После драматичного объяснения две свадьбы предполагается сыграть по первоначальному плану; правда, счастливым не выглядит никто — ни победивший дон Альфонсо, ни женихи с невестами, ни горничная Деспина, также принимавшая во всей авантюре активное участие.
Партию Деспины исполняет Патрисия Петибон — сама по себе спектакль. Она выходит на сцену с мотоциклетным шлемом в руках, имитирует походку Майкла Джексона, слушает музыку — явно не Моцарта — на айподе, изображая руками соло на электрогитаре, а может делать и втрое больше вещей одновременно.

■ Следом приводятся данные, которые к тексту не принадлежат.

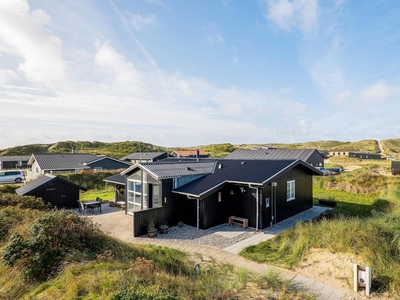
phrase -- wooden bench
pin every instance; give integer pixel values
(239, 221)
(327, 202)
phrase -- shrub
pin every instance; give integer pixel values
(51, 238)
(23, 202)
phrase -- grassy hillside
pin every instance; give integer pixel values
(120, 149)
(117, 150)
(59, 255)
(363, 227)
(391, 148)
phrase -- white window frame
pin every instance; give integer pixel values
(290, 190)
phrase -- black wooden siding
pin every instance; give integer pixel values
(58, 194)
(14, 165)
(212, 212)
(303, 194)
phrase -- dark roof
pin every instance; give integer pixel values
(161, 170)
(186, 159)
(189, 152)
(61, 161)
(117, 179)
(15, 158)
(360, 152)
(302, 154)
(43, 180)
(143, 155)
(254, 172)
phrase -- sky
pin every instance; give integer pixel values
(187, 73)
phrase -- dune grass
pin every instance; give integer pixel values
(59, 255)
(366, 223)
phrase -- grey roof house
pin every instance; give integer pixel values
(144, 157)
(14, 162)
(206, 194)
(54, 190)
(311, 156)
(50, 163)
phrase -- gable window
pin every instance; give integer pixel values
(290, 190)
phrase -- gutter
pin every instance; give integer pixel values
(257, 201)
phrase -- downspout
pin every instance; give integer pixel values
(198, 214)
(198, 211)
(257, 201)
(273, 209)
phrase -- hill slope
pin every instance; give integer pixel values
(391, 147)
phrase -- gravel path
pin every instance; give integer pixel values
(189, 234)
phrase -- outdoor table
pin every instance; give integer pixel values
(92, 204)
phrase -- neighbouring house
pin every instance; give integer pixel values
(51, 163)
(365, 155)
(311, 156)
(395, 167)
(118, 181)
(52, 189)
(189, 154)
(206, 194)
(144, 157)
(14, 162)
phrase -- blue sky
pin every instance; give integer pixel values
(186, 73)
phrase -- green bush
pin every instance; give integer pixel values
(51, 238)
(131, 294)
(23, 202)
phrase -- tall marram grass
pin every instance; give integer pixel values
(58, 255)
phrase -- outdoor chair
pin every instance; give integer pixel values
(81, 207)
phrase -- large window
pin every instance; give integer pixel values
(156, 196)
(290, 190)
(137, 194)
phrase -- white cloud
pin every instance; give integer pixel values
(114, 65)
(24, 31)
(138, 21)
(342, 97)
(295, 108)
(288, 14)
(379, 93)
(213, 32)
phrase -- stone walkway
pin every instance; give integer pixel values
(115, 222)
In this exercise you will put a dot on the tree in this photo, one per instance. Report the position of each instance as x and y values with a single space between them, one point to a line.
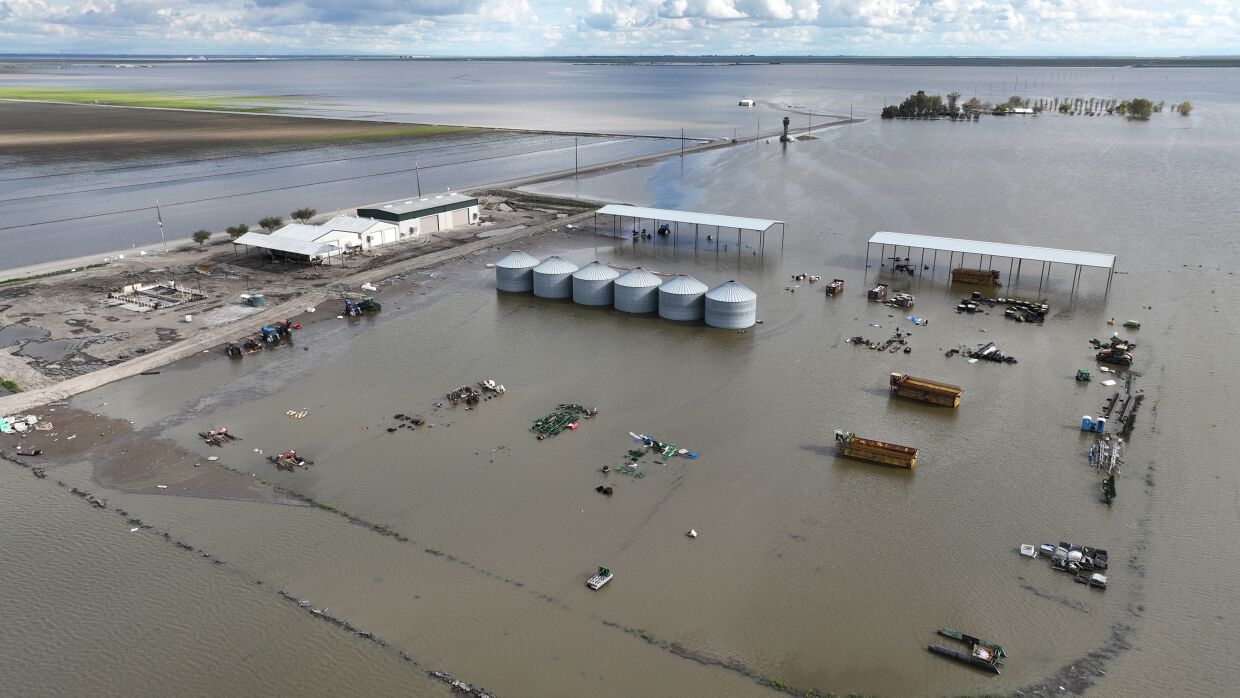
1140 109
952 98
303 215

Ее игра и пение феноменальны и не зависят от количества попутных фокусов, хотя играет она порой на грани фола, брызгаясь водой из зажатой между ног бутылки или переходя на визг.

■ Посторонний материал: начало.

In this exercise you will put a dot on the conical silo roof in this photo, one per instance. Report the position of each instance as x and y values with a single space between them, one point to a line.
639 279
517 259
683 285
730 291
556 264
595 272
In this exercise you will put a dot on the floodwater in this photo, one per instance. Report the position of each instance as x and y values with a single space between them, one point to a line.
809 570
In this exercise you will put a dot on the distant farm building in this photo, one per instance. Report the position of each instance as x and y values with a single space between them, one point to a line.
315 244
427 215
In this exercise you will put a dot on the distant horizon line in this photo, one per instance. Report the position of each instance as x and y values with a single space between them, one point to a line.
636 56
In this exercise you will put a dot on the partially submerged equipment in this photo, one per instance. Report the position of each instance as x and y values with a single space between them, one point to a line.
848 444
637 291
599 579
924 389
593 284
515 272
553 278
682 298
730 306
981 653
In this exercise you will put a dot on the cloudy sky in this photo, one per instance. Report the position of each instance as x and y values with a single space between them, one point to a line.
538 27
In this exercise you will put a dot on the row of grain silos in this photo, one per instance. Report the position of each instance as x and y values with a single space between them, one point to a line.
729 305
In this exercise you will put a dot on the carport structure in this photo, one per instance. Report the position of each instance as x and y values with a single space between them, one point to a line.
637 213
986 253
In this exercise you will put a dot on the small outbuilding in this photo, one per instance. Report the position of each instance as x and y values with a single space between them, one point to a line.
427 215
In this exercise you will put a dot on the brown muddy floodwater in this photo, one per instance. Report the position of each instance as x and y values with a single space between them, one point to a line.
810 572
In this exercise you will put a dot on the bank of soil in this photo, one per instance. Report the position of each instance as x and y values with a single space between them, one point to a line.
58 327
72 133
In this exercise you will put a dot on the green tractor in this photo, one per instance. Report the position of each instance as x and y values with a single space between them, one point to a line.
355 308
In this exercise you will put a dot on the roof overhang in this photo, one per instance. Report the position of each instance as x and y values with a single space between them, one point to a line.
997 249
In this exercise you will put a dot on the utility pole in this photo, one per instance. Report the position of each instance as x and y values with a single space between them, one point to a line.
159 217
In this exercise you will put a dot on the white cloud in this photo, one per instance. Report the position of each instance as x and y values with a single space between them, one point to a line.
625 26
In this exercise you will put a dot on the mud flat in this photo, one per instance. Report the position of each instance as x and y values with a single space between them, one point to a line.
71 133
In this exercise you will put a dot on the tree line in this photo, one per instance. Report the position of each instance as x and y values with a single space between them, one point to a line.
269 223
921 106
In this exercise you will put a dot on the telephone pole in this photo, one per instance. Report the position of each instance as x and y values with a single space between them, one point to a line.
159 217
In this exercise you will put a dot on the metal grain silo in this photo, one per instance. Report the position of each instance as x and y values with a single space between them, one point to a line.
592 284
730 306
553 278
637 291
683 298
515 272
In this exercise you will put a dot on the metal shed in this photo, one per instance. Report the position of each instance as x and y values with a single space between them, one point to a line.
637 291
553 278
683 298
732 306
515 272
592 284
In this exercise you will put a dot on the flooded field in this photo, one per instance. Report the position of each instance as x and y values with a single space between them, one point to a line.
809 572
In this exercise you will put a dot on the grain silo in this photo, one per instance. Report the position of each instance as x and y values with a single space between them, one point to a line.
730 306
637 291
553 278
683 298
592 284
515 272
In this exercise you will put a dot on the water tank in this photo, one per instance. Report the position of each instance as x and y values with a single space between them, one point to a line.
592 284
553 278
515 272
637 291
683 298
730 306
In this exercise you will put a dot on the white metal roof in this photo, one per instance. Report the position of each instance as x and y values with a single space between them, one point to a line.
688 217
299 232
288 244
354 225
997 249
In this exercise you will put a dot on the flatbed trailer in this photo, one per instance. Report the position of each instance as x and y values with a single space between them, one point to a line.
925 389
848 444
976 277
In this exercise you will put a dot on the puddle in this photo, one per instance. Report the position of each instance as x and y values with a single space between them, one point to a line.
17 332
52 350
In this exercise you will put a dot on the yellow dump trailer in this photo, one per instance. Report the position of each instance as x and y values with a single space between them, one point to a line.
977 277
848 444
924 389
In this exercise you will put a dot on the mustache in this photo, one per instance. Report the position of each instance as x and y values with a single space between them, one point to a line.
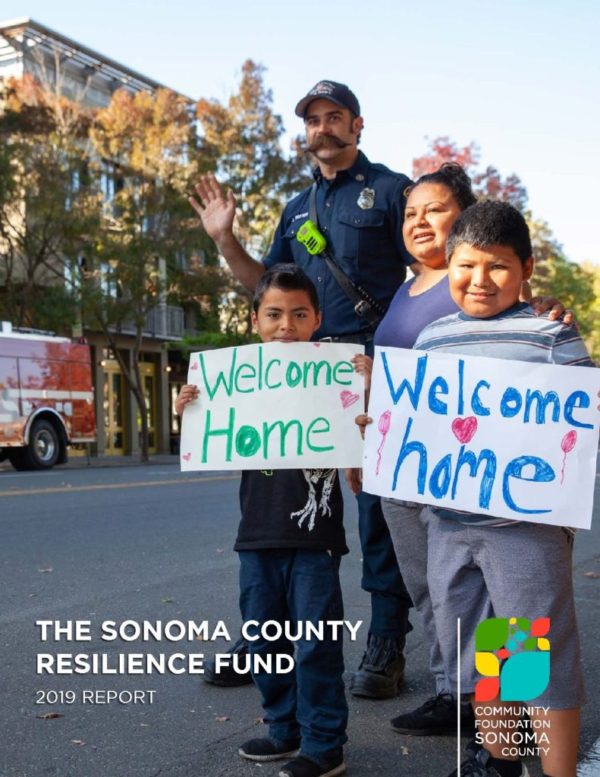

Крики "бу" зальцбургской публики вызвал, впрочем, вполне невинный выход Деспины с намеком на стриптиз, где под каждой снятой блузкой оказывалась еще одна.
Незадолго до антракта, когда первые ухаживания терпят фиаско, задняя стена дома исчезает, открывая знакомый сосновый бор. После антракта он подступит и ближе — пара сосен вырастет даже внутри дома, где вместо пола появится неровная земля. В "Дон Жуане" густой непроходимый лес был, разумеется, метафорой жизни как таковой. При желании ее несложно продолжить и здесь: дескать, из мира идеальных, придуманных влюбленностей сестры попадают туда, где бушуют настоящие, нешуточные страсти.
Однако это будет явной натяжкой, ведь новые увлечения Фьордилиджи и Дорабеллы едва ли настолько серьезнее прежних: напротив, речь о том, что чувства сестер в обеих ситуациях одинаково искренни и сильны. А реплики Дорабеллы (Изабель Леонард) "Какие прекрасные деревья!" явно недостаточно, чтобы объяснить, зачем на сцене лес. Странные вещи совершаются там: то дон Альфонсо (датский баритон Бо Сковхус — самый сильный из участников спектакля наряду с Петибон) уходит покурить, мрачно наблюдая из чащи за происходящим на переднем плане. То Фьордилиджи (шведское сопрано Миа Перссон) убегает разобраться в своих чувствах и возвращается в таком виде, будто провела в лесу ночь и ночевала на голой земле. Возможно, сосновый бор убеждал бы сильнее, окажись он единственной декорацией, но год назад в "Дон Жуане" это уже было.
Новую зальцбургскую версию Cosi fan tutte уместно сравнить с предыдущей, поставленной в 2004 году супругами Херманн. Огромную сцену Большого зала Фестшпильхауса они оставили практически пустой, предложив зрителям полностью сосредоточиться на героях и их чувствах; при минимуме средств авторы спектакля добились цели. В случае Гута о сценическом минимализме говорить не приходится, а характеры четырех любовников вылеплены куда менее объемно.
Безусловным героем спектакля стал дирижер Адам Фишер, под управлением которого было бы интересно услышать всю трилогию Моцарта — да Понте. На грубоватость некоторых постановочных ходов Фишер и Венский филармонический оркестр ответили игрой, полной аристократизма, тонкости и любви.